Yes, room to expand. I've got boxes and boxes of books that need a shelf under them. At this time, I have five "boxes" standing in place, taking up the wall space to within inches of the light switch.

50jessibud2
Yesterday, 12:41 pm

Bill, your view is wonderful, peaceful. An umbrella would be a great addition.

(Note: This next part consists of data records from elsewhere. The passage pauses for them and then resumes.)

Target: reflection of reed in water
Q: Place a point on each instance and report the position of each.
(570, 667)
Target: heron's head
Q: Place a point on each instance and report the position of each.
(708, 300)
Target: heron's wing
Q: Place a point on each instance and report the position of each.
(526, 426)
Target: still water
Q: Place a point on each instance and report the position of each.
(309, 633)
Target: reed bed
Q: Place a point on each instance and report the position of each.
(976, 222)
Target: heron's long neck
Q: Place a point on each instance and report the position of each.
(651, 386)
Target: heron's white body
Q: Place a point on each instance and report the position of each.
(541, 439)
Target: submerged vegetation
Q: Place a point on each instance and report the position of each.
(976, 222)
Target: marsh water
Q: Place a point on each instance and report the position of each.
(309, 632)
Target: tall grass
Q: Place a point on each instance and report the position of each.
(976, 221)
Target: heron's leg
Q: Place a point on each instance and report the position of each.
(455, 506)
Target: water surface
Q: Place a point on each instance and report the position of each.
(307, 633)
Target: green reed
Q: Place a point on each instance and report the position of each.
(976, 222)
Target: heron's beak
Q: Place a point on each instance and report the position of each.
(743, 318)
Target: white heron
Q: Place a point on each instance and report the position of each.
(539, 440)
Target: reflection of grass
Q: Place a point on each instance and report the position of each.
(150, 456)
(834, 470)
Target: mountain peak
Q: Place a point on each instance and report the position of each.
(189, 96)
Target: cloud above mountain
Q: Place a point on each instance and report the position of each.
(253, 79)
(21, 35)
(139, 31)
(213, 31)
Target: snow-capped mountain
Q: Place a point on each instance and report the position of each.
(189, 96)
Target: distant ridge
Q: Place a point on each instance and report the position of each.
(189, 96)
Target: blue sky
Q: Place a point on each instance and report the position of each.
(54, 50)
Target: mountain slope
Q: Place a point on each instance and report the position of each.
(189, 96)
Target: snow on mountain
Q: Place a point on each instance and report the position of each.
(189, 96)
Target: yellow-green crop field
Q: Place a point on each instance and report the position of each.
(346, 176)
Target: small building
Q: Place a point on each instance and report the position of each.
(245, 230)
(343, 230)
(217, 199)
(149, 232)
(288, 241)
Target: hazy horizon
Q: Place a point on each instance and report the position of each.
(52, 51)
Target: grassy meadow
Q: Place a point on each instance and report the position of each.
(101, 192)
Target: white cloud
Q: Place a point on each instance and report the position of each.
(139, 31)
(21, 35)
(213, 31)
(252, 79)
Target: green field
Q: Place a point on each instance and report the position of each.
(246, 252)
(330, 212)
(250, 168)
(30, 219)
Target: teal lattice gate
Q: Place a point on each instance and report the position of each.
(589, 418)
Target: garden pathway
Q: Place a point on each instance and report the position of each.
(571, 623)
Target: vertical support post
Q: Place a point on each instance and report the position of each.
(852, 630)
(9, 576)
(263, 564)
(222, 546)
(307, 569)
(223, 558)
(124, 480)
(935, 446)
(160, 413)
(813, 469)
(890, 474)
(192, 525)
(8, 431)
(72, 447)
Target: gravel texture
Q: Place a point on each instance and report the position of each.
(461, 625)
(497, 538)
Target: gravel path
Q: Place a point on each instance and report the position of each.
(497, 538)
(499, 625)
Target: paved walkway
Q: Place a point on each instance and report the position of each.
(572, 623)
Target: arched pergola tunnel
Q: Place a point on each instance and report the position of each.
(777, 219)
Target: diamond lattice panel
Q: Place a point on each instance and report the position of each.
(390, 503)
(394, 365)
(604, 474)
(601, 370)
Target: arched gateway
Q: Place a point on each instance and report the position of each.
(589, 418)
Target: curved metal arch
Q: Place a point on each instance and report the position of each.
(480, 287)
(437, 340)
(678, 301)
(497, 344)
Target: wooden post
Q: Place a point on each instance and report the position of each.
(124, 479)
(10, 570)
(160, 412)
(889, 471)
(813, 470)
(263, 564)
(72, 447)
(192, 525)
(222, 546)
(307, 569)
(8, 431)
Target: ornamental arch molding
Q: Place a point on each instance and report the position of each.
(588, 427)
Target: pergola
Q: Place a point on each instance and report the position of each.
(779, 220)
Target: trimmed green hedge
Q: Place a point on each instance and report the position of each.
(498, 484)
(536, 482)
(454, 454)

I have also been thinking about hearing aids. I don't think I need them yet but am beginning to wonder if they would only amplify the tinnitus I have lived with all my life. And if there is a way to find out, before shelling out the $$. Somehow, I don't quite believe the hearing aid people would tell me the truth if I suspect this could happen. That would impinge on a (big) sale, now, wouldn't it. So far, I'm holding out.

51ffortsa
Yesterday, 2:15 pm

>50 jessibud2: As it was explained to me, tinnitus is centered in the brain, not the ear mechanisms, so it's unlikely that hearing aids would make it worse. In fact, if you hear more and better, it might even lessen the brain's need to 'make up' sounds. But I'm just a lay person. Speak to an ENT about it, not the vendor.

52laytonwoman3rd
Edited: Yesterday, 3:14 pm

"Speak to an ENT about it, not the vendor." Excellent advice. My mother had tinnitus, and was deaf in one ear. She did a 30 day trial of a hearing aid in her one good ear, and nearly everything the vendor told her it would do for her, it did NOT. She was able to return them without cost, at the end of the trial. Naturally everyone's condition is individual, and this was probably 10 years ago now, so the technology is likely different now. My MIL is having very good results with tiny devices from HearUSA, for what that's worth.

53benitastrnad
Yesterday, 5:37 pm

I am a big advocate for hearing aids. They do cost alot, but the cost is coming down, thanks to the Biden Administrations pressure on the industry. The VA is also in the getting the cost down game. My mother had hearing aids, and my sister has had hearing aids for about 10 years. She got them in her late 50's. Both people said that hearing aids will change your life. My recommendation is getting them sooner rather than later is a good thing. People make much more sense if you can hear what they are saying and those around you will appreciate the lowering of the volume on all sorts of things - like the radio, the TV, and will appreciate the fact that they no longer have to yell to be heard. Good hearing relaxes so many things.

Oh - and managing them on your cell phone is easier than you think. You can even talk on the phone via your hearing aids! It is amazing what those little things can do.